Here, the node X4 of the comparator 50 has the equalized signal EQU “high” when the first and second sense amplifiers 10 and 70 and the bit line BL are precharged. The NMOS transistor N34 is turned on so that the node X4 may be precharged to the half power voltage HVCC as shown in FIG. 9.

As described in detail above, the present invention can prevent deformation of read data during secondary sensing by having a sufficient bit line plate voltage (VBLP) potential when precharged in a multilevel sense amplifier circuit. Due to this, there is an effect of enabling complete multi-sensing by preventing a second sensing failure.

Preferred embodiments of the present invention are disclosed for purposes of illustration, and those skilled in the art will be able to make various modifications, changes, additions, and the like within the spirit and scope of the present invention, and such modifications and changes should be regarded as belonging to the following claims. something to do.

Claims (5)

The first and second sense amplifiers per bit line, the feedback element per bit line, the switching transistor for dividing the reference bit line, in the bit line and left and right memory cell structures of a general DRAM, A multilevel sense amplifier having a formed comparator, And a NMOS transistor connected to the node (X4) of the comparator. The method of claim 1, The NMOS transistor, A precharge circuit for a multilevel sense amplifier, characterized in that it is configured to control using an equalizing signal (EQU). In the method for precharging during the multi-level sensing operation, A precharge method for a multilevel sense amplifier, characterized in that the node of the comparator is precharged with a half power supply voltage (HVCC) using an NMOS transistor.
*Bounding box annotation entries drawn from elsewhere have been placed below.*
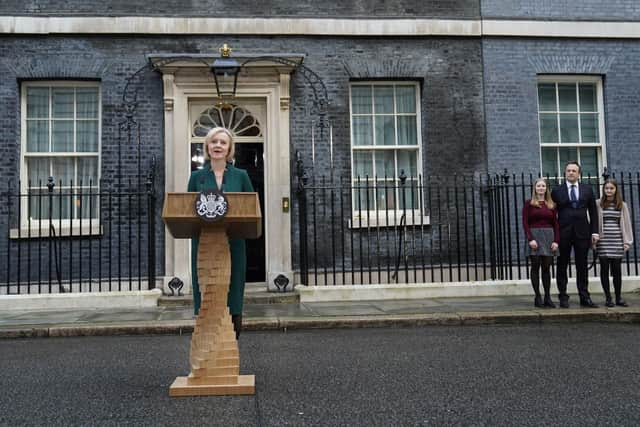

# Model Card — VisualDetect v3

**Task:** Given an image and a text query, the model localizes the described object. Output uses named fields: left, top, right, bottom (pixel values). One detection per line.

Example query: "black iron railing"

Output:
left=294, top=167, right=640, bottom=286
left=0, top=175, right=157, bottom=294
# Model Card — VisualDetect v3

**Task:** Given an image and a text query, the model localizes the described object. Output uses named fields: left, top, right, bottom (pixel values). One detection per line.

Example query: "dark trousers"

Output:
left=600, top=257, right=622, bottom=301
left=530, top=256, right=553, bottom=298
left=556, top=234, right=591, bottom=301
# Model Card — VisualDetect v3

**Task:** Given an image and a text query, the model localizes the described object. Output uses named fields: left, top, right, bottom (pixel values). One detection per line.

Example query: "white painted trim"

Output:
left=0, top=16, right=480, bottom=36
left=0, top=16, right=640, bottom=39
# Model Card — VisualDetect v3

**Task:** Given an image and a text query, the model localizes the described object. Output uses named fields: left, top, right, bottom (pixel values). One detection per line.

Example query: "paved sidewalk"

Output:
left=0, top=292, right=640, bottom=338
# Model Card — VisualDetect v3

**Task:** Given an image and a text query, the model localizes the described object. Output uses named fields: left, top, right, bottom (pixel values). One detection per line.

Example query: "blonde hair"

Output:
left=202, top=127, right=236, bottom=162
left=529, top=178, right=556, bottom=209
left=600, top=178, right=622, bottom=210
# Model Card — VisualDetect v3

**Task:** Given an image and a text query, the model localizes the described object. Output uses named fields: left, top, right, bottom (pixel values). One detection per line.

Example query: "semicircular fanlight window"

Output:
left=191, top=104, right=262, bottom=137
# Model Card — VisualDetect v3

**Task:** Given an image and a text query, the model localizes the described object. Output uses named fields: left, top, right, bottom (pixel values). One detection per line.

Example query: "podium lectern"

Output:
left=162, top=193, right=262, bottom=396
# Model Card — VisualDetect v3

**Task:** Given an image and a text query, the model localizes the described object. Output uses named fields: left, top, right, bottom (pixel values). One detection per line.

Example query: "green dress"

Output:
left=187, top=162, right=253, bottom=315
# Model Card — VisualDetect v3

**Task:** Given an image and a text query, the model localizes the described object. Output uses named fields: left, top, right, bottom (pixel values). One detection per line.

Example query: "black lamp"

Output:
left=211, top=43, right=240, bottom=99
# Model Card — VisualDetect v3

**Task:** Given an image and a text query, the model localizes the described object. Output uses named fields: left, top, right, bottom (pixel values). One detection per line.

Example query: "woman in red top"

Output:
left=522, top=178, right=560, bottom=307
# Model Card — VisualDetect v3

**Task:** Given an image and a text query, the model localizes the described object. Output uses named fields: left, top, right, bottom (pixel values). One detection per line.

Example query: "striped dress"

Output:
left=598, top=206, right=624, bottom=258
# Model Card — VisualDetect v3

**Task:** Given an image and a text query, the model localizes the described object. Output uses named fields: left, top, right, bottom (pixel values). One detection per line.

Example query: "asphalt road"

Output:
left=0, top=323, right=640, bottom=427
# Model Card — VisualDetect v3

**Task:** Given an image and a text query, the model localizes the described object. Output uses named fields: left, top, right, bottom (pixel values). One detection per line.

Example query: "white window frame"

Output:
left=16, top=80, right=102, bottom=239
left=349, top=80, right=429, bottom=228
left=536, top=75, right=607, bottom=179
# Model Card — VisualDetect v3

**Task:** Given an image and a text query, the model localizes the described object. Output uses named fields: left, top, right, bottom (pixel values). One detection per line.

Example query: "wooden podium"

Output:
left=162, top=193, right=262, bottom=396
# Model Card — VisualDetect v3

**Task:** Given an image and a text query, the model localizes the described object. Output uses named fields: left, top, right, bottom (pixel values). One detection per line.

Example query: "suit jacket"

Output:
left=551, top=183, right=598, bottom=240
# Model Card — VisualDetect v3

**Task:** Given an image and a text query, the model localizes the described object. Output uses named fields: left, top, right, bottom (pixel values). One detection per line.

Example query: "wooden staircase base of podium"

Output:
left=169, top=228, right=256, bottom=396
left=169, top=375, right=256, bottom=397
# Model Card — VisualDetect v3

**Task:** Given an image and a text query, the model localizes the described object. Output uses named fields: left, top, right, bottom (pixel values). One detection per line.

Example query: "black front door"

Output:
left=234, top=143, right=266, bottom=282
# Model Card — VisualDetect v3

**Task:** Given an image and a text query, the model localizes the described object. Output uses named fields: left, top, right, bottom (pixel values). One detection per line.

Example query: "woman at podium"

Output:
left=187, top=127, right=254, bottom=338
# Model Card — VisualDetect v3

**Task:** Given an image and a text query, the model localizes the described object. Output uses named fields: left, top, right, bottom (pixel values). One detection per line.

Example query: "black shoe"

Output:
left=580, top=298, right=598, bottom=308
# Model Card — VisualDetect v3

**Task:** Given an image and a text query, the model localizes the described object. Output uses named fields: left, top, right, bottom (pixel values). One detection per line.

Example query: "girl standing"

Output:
left=522, top=178, right=560, bottom=308
left=596, top=179, right=633, bottom=307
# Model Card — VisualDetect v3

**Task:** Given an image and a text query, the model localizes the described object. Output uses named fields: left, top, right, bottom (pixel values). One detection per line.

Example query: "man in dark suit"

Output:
left=551, top=161, right=599, bottom=308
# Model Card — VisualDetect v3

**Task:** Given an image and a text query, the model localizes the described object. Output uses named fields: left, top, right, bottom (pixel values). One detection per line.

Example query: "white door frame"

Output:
left=152, top=58, right=294, bottom=291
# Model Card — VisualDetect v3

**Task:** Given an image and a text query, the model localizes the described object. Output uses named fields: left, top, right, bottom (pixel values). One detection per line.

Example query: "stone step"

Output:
left=158, top=284, right=300, bottom=307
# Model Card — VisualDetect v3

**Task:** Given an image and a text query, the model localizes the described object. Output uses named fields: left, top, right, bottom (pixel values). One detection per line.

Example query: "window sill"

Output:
left=348, top=216, right=431, bottom=229
left=9, top=224, right=103, bottom=239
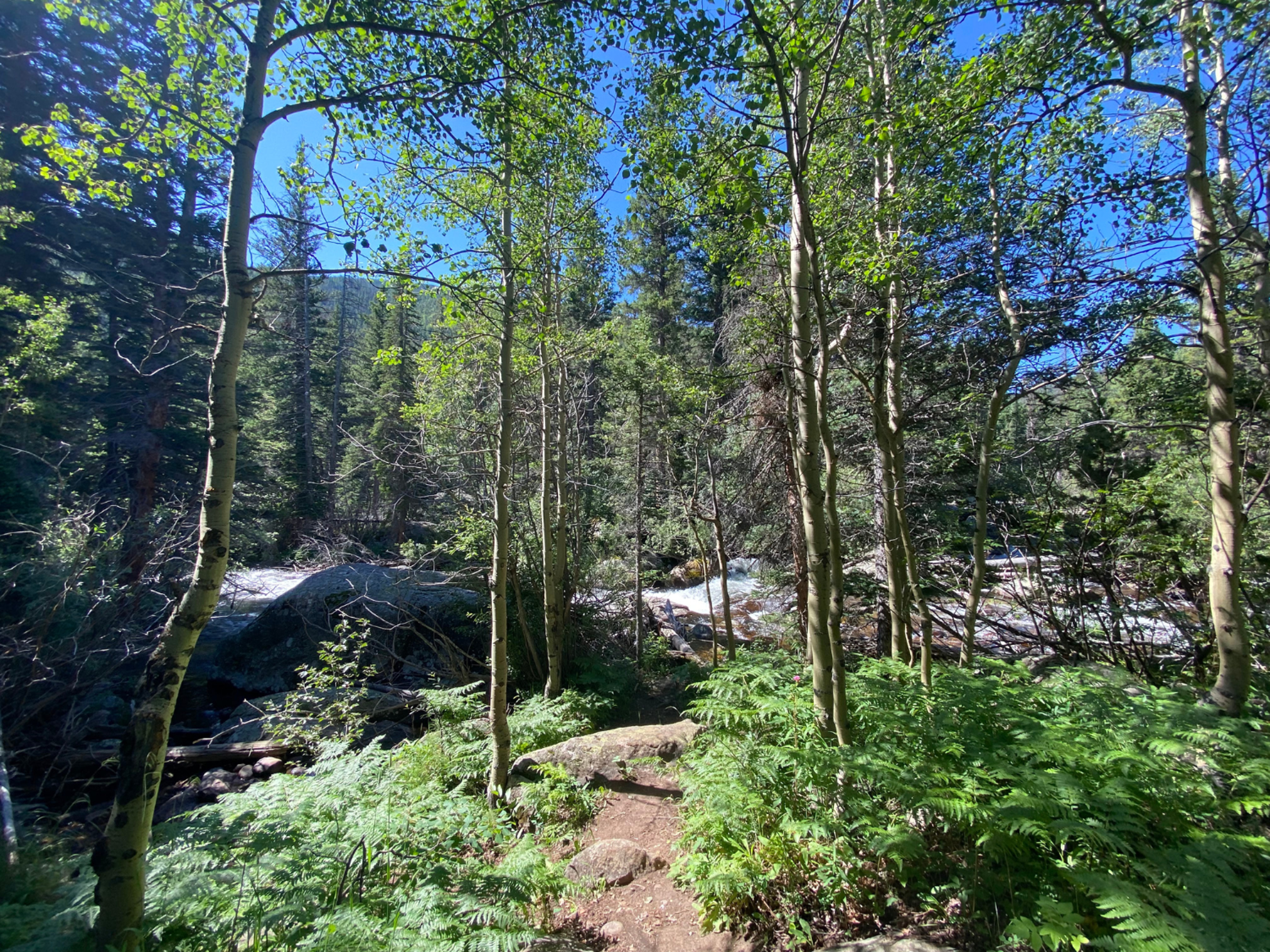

The method of claim 3, wherein The NMOS transistor, A precharge method for a multilevel sense amplifier, characterized in that the control using an equalization signal (EQU). The method of claim 3, wherein The NMOS transistor, The node is pre-simulated simultaneously with the bit line BL and the first and second sense amplifiers by using an equalization signal EQU which precharges the bit line BL and the first and second sense amplifiers to the half supply voltage HVCC. A precharge method for a multilevel sense amplifier, characterized in that the charge.